(363b) Advanced Membranes for Gas Separations: From Dense Films to Asymmetric Membranes

Membrane technologies compete with cryogenic distillation, absorption, and pressure swing adsorption for gas and vapor separations. Gas separation membrane systems have been successfully used for several industrial applications such as the production of N₂ from air, natural gas upgrading, and H₂ recovery from refinery streams.

Significant numbers of advanced membrane materials with much better intrinsic gas separation performance than the current commercial membrane materials for gas separations have been reported from both academia and industry over the past 10-15 years. However, successful development of large scale commercially viable defect-free asymmetric integrally skinned or thin film composite membranes has been a challenge.

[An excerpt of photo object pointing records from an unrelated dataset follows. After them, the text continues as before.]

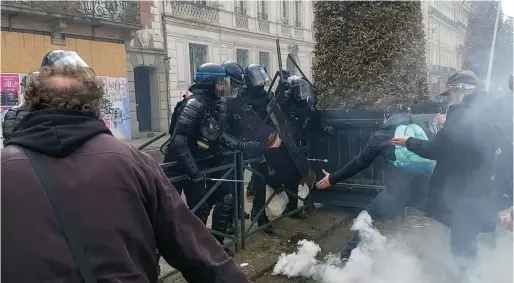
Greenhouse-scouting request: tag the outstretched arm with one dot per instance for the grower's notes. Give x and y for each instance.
(362, 161)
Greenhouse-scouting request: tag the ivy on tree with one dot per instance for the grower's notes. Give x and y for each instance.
(369, 54)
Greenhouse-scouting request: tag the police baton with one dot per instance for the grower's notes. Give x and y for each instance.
(224, 180)
(318, 160)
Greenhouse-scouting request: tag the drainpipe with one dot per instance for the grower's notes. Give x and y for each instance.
(166, 60)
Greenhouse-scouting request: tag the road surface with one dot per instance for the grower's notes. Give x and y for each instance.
(430, 246)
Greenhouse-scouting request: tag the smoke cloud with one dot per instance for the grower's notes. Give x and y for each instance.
(385, 260)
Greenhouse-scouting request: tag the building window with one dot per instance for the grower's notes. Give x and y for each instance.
(264, 59)
(242, 57)
(298, 13)
(199, 2)
(285, 12)
(240, 7)
(262, 12)
(197, 57)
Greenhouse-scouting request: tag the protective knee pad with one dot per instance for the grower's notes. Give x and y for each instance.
(228, 199)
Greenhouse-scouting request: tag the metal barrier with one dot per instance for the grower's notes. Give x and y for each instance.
(237, 167)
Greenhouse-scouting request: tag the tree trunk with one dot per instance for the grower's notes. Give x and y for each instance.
(369, 54)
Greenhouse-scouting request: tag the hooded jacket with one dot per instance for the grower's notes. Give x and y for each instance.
(460, 187)
(11, 119)
(122, 205)
(396, 180)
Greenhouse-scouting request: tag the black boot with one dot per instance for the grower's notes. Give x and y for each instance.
(292, 206)
(221, 216)
(250, 191)
(229, 252)
(263, 220)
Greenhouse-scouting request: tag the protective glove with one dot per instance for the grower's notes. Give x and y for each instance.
(251, 148)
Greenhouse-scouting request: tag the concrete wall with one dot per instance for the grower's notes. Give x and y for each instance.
(222, 31)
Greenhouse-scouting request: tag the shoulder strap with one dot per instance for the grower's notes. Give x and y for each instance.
(63, 215)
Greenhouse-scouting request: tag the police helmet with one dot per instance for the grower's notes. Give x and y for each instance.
(236, 74)
(27, 80)
(212, 77)
(61, 58)
(300, 88)
(256, 75)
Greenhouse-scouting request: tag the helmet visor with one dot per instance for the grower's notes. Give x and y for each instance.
(27, 81)
(258, 77)
(303, 91)
(224, 88)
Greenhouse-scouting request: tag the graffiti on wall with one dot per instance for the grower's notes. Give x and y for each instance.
(115, 106)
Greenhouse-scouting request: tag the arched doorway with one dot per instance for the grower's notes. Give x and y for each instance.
(143, 81)
(290, 65)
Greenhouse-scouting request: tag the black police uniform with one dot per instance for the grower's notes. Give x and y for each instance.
(298, 109)
(257, 98)
(197, 132)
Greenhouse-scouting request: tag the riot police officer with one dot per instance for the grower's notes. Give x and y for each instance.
(298, 105)
(257, 98)
(198, 131)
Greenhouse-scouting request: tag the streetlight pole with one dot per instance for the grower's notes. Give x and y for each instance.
(491, 54)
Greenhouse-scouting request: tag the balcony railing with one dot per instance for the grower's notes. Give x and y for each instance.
(263, 26)
(193, 12)
(127, 12)
(262, 16)
(240, 10)
(241, 21)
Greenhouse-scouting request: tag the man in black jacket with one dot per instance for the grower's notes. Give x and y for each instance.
(460, 193)
(402, 188)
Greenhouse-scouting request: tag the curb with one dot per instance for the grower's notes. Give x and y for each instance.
(325, 233)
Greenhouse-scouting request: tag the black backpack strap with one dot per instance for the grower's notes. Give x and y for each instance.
(63, 216)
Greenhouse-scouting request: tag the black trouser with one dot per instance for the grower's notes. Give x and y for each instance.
(222, 198)
(259, 185)
(469, 217)
(284, 173)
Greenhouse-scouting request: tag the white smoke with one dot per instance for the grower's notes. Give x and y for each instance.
(385, 260)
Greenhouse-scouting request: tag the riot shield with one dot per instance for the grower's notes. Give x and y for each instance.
(285, 131)
(248, 124)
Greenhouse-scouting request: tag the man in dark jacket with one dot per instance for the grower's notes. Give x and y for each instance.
(460, 193)
(121, 202)
(402, 188)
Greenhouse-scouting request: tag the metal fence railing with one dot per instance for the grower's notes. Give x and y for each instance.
(236, 169)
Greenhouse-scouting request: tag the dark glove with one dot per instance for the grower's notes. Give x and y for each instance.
(251, 148)
(198, 178)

Honeywell UOP Separex™ spiral wound membrane systems are currently holding the membrane market leadership for natural gas upgrading. Over 170 Separex^TM membrane systems have been installed on-shore and off-shore around the world for the removal of acid gases such as CO₂ and H₂S from natural gas and for H₂ purification applications. This talk will use several examples to discuss the UOP approach for the development of new tough and high performance gas separation membranes from new membrane materials to dense films, from dense films to asymmetric membranes, and from lab scale membrane sheets to large commercial membrane elements and systems. Converting advanced membrane materials into commercial gas separation membranes not only requires high intrinsic gas permeability and high selectivity, but also needs relatively low cost, good processability, high mechanical stability, and high contaminant resistance. Successful development of advanced membranes with high permeance, high selectivity, high plasticization resistance, high contaminant resistance, and long term performance stability is critical to the future success in membrane gas separation technologies.